Furthermore, the Horizon League also formed the #OneHL group, which is an initiative designed to lead change. The League’s website states: “although schools and student-athletes compete against each other, through a commitment to stewardship and respect, and by working together, we can create meaningful and impactful change.”
The group has tackled issues such as social justice, voter participation and the mental toll of the pandemic.
The logo for #OneHL was designed by Tiana Jackson, who is currently a junior on the University of Illinois Chicago women’s basketball team.
The League also hosts John McLendon Day each February during Black History Month.
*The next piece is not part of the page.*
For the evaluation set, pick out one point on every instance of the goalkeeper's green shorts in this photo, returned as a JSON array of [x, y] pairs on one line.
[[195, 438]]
He is celebrated for being the first black head basketball coach at a predominantly white university when he was hired at Cleveland State in 1967. This season McLendon Day will be held on Feb. 11 and 12.
Additionally, the League was the first conference to have conference-wide membership with We Coach, an organization dedicated to keeping women in coaching.
The Horizon League was also one of the first conferences to start a digital network back in 2006, which has given significant exposure to its student-athletes. Each of the 12 member institutions now runs ESPN+ broadcasts.
“We want to be the first in the space when it’s the right place to be for us,” Roe Lach said.